De verkleedkist

Ruimte voor de fantasie

In een verkleedkist zitten allerlei soorten kostuums en attributen. Een goocheljas, prinsessenjurk, een schort, koksmuts, kroontje, leuke hoeden, wandelstok, helm, jas, ridderkleren, pruikjes, clownsneus etc.

Ontwikkelingsspelletjes

De leerkracht kan met de kleren uit de kist verschillende ontwikkelingsspelletjes aanbieden in de kring, dus met alle kinderen. Bijvoorbeeld:
– Past iedereen in de kleren? (Denkvermogen)
– Welke zijn te klein? En welke te groot? (Rekenen)
– Zitten er genoeg kleren in voor elk kind uit de klas? (Rekenen)
– Wie kan uit de kist iets deftigs uitzoeken? Of iets vrolijks? (Woordenschat)
– Wanneer gebruik je een koksmuts? (Denkvermogen)
– Wie ben je als je met een wandelstok loopt? (Denkvermogen)
– Hoe moet je lopen als je een deftige jurk aan hebt? (Fantasie/denkvermogen/woordenschat)
– Wat ben je als je een lapje voor je oog hebt? Hoe doe je dan? (Denkvermogen)
– Wat kun je aantrekken om vrolijk te doen? (Denkvermogen)

Emotie

Daarna mogen de kinderen om de beurt iets uitkiezen om te doen alsof ze clown zijn, piraat, een oud mannetje etc.

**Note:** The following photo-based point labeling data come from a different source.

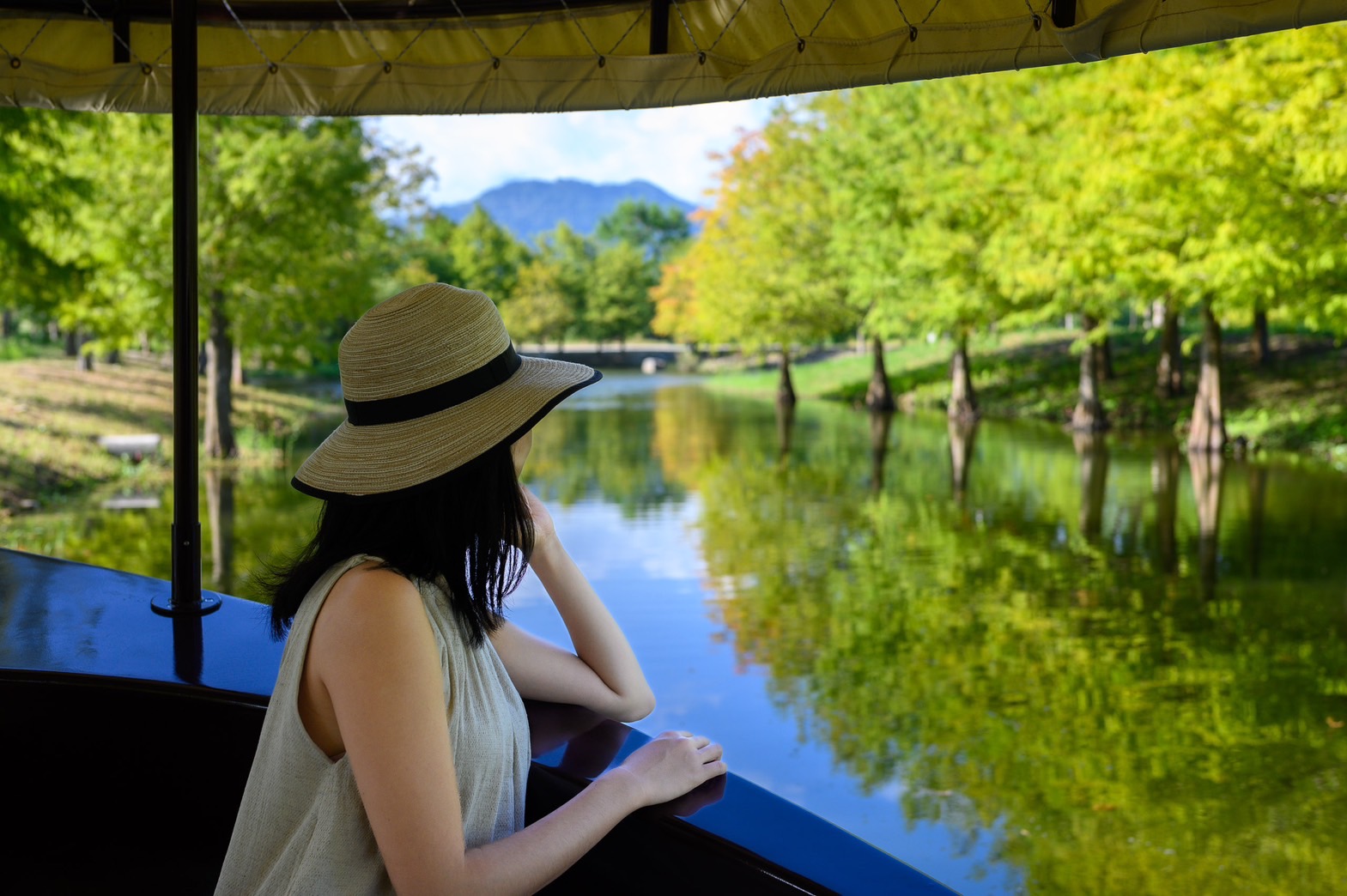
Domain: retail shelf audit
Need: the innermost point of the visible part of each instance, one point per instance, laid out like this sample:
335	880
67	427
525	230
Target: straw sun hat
430	382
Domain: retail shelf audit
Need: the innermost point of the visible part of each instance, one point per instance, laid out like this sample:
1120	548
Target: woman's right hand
672	764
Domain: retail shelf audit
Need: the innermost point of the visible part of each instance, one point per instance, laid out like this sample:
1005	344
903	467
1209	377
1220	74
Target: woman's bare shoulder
371	604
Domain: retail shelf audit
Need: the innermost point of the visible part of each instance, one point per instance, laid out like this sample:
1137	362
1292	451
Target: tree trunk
1257	501
962	435
84	360
1093	451
1169	369
784	388
963	402
220	512
784	426
1089	415
1207	480
220	430
878	397
1164	485
880	423
1209	425
1262	354
1103	360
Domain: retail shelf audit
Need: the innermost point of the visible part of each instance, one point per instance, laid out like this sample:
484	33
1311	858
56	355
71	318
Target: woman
395	623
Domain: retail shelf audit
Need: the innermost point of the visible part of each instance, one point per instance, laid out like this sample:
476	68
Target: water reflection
1207	473
1164	485
962	434
220	517
1083	673
1093	451
881	422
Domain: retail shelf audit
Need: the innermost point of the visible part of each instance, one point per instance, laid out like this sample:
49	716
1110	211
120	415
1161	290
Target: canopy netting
374	57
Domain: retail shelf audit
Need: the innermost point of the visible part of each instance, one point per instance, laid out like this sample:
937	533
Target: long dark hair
471	527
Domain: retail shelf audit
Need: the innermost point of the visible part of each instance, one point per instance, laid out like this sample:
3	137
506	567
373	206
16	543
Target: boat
130	705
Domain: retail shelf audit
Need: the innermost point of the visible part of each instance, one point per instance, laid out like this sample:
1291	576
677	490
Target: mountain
530	208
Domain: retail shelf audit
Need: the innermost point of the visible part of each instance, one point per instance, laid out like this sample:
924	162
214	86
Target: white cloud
669	147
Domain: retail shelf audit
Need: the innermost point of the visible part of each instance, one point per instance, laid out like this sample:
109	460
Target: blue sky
669	147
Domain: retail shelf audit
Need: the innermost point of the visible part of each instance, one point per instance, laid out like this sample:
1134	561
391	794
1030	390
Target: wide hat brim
392	460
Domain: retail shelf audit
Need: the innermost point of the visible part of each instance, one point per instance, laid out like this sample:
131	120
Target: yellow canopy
374	57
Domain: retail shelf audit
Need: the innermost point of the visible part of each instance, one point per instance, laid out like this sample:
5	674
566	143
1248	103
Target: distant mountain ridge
530	208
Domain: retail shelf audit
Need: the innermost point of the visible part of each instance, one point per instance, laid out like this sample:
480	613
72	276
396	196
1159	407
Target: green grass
52	416
21	347
1296	403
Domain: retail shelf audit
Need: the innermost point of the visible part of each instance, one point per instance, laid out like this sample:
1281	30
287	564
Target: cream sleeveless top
302	826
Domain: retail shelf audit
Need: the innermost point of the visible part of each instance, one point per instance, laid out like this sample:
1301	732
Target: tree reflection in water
1110	711
1122	730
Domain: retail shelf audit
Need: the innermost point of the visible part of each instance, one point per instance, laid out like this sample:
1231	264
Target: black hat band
400	409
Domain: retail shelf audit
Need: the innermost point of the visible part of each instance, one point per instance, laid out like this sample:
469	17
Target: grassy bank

Ze mogen dan zelf kiezen welke beweging en welke emotie daar bij hoort.
Hoe doe je als een verdrietige prinses bent? Of een grappige clown? Een bang konijntje of een boze oude man? En hoe doe je als je verliefd bent, blij, ziek, nieuwsgierig, moe, vrolijk of teleurgesteld? Of wanneer je iets vies vindt etc.